Fehlende Motivation ist der Hauptgrund für einen faulen Feierabend. Dass der Bewegungsmangel direkten Einfluss auf die Gesundheit hat, belegt die Studie ebenso: Menschen, die vier bis sechs Stunden ihrer Freizeit vor dem Bildschirm sitzen, klagen stärker über gesundheitliche Beschwerden wie häufige Schlappheit und Müdigkeit oder Herz-Kreislauferkrankungen als Wenignutzer.

Professor Halle, Facharzt für Kardiologie, Innere Medizin und Sportmedizin, beobachtet diese Entwicklung seit vielen Jahren. In seiner Ambulanz ist er täglich mit den Folgen von Bewegungsmangel und Mediatisierung konfrontiert. „Übergewicht, Typ-2-Diabetes, Herz-Kreislauferkrankungen und Depressionen treten bei Bewegungsvermeidern häufiger und im jüngeren Alter auf. Als Ergebnis des jeweiligen Lebensstils wären viele Erkrankungen vermeidbar. Letztlich geht es uns allen doch um Lebensqualität – dass wir möglichst gesund alt werden und uns nicht verfrüht mit Krankheiten herumplagen müssen.

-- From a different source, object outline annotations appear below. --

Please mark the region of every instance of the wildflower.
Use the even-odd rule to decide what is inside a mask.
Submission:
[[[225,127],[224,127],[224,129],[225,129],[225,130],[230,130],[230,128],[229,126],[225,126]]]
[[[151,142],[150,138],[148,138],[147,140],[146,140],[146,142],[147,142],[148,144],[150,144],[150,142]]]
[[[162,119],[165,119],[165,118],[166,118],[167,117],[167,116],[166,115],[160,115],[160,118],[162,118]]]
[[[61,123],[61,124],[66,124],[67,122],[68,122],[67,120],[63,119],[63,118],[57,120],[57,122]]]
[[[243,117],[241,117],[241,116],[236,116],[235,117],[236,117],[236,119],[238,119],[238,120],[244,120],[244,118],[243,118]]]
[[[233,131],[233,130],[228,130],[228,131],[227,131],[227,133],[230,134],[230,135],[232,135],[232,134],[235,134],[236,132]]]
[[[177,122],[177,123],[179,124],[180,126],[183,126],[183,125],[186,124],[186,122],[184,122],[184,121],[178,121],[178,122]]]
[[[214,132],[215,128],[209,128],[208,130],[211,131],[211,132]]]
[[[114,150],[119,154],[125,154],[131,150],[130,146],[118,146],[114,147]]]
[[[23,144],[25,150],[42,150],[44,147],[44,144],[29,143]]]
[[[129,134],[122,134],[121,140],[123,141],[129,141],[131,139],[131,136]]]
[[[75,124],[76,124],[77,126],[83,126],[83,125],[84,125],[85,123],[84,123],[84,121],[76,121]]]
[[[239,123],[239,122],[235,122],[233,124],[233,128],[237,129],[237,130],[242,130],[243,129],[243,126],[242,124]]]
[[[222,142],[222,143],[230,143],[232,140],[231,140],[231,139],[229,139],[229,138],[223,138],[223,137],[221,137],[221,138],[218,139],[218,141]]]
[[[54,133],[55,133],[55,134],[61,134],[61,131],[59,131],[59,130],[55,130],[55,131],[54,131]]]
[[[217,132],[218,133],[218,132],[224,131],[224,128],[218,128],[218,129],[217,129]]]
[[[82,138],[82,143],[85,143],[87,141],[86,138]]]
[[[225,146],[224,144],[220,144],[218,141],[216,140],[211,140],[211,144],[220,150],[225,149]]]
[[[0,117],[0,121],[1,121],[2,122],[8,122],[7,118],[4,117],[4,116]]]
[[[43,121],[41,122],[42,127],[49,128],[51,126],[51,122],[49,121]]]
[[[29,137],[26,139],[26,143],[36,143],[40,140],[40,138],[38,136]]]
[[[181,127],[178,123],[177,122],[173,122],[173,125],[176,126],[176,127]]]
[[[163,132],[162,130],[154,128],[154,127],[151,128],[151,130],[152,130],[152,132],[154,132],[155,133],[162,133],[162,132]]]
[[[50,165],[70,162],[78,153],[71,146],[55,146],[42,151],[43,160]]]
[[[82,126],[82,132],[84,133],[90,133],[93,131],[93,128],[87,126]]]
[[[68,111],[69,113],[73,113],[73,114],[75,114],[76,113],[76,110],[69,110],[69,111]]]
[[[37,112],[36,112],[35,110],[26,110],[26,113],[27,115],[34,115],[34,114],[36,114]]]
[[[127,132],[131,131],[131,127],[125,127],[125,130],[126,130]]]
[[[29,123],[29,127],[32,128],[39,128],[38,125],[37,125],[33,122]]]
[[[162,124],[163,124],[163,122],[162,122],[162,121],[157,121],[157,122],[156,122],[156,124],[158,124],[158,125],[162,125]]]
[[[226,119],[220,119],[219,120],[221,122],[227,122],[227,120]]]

Aus neuen Studien wissen wir: Bereits mit sieben Minuten intensiver Bewegung pro Tag lässt sich vielen Volkskrankheiten vorbeugen.“

Rund 11.000 Patienten pro Jahr
Am Zentrum für Prävention und Sportmedizin der TU München am Georg-Brauchle-Ring und am Klinikum rechts der Isar untersuchen Professor Halle und sein 14-köpfiges Ärzteteam etwa 11.000 Kassen- und Privatpatienten pro Jahr hinsichtlich ihrer sportlichen Belastbarkeit und  geben individuelle Bewegungs- und Ernährungsempfehlungen.

Mit „Sport auf Rezept“ motiviert der laufbegeisterte Mediziner selbst Sportverweigerer, bewusst Verantwortung für ihre Gesundheit zu übernehmen.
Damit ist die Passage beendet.